In patients who had Kenalog staining mean LogMAR VA decreased from 0.504 to 0.493 (p<0.001). In patients without Kenalog staining, mean LogMAR VA increased from 0.477 to 0.533 (p<0.001). There were 2 ERM recurrences (3.3%) within 36 months of patients who had Kenalog staining, while there were 7 recurrences in patients without Kenalog staining (11%) (p=0.054). 13 patients in our study group (22%) had ERM secondary to diabetic retinopathy, 8 of whom had Kenalog staining. In this group of patients with ERM secondary to diabetic retinopathy, there were 2 patients without Kenalog staining who developed ERM recurrence, while no patients with Kenalog staining who developed ERM recurrence (p=0.051).
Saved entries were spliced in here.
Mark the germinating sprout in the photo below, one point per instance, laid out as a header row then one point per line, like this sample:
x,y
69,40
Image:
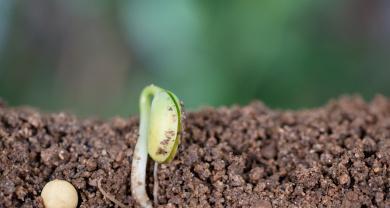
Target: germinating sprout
x,y
159,134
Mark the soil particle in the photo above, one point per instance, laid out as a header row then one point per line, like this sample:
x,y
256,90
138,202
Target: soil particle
x,y
334,156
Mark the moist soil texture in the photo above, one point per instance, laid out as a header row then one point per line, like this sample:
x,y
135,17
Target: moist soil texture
x,y
252,156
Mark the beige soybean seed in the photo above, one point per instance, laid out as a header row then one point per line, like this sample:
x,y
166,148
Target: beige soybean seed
x,y
59,194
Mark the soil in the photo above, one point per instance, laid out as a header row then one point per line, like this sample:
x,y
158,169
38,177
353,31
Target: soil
x,y
334,156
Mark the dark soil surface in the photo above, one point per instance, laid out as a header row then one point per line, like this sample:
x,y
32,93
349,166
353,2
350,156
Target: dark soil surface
x,y
334,156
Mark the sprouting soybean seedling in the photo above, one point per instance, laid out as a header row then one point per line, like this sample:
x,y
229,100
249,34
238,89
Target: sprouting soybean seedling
x,y
159,134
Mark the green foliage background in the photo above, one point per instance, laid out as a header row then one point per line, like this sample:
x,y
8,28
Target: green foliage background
x,y
94,58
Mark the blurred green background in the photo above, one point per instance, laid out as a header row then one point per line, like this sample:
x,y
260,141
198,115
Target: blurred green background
x,y
94,57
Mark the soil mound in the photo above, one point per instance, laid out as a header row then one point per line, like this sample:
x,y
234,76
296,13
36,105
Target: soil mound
x,y
334,156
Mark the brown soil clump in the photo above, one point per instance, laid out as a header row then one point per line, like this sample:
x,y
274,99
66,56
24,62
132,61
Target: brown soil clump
x,y
334,156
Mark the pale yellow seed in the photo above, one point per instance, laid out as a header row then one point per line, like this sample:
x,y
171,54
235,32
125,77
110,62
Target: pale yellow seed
x,y
59,194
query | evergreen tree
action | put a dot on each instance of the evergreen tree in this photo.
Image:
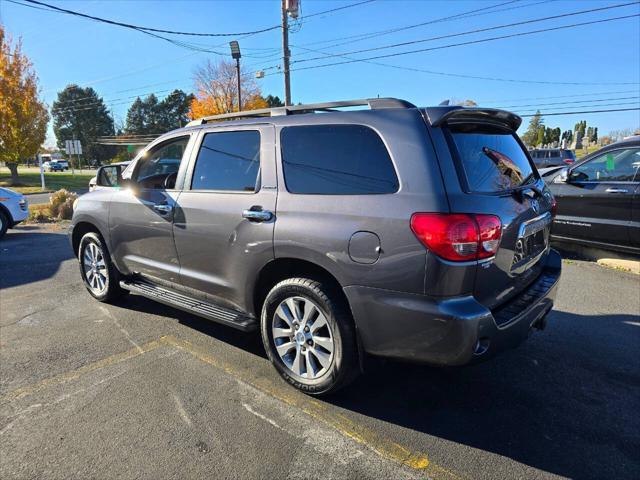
(80, 114)
(530, 137)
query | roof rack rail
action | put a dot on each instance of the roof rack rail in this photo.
(372, 103)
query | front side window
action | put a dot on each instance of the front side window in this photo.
(336, 160)
(228, 161)
(492, 160)
(616, 166)
(158, 168)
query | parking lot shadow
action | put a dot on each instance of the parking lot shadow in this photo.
(565, 402)
(23, 259)
(249, 342)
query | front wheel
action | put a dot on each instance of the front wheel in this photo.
(308, 333)
(100, 276)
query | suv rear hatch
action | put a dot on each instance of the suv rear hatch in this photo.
(488, 173)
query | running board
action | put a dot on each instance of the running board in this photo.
(198, 307)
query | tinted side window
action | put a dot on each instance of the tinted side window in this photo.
(336, 160)
(159, 163)
(228, 161)
(615, 166)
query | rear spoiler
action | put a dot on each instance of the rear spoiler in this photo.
(452, 115)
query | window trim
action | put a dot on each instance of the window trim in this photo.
(314, 125)
(633, 181)
(188, 181)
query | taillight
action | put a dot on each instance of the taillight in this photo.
(458, 236)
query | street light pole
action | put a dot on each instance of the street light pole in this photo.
(235, 53)
(286, 54)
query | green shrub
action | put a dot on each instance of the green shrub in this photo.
(61, 204)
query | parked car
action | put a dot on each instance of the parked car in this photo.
(64, 163)
(599, 199)
(395, 231)
(549, 157)
(14, 209)
(53, 166)
(106, 181)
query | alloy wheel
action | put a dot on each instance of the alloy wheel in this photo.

In patients who underwent Kenalog staining during ERM surgery, there was a statistically significant improvement in LOGMAR VA compared with patients who had no staining during surgery. Kenalog staining during surgery was associated with a trend toward a decreased rate of ERM recurrence. Patients with ERM secondary to diabetes also trended toward a decreased rate of ERM recurrence with the use of Kenalog staining during initial ERM removal. Further studies are needed to elucidate this effect of intraoperative Kenalog.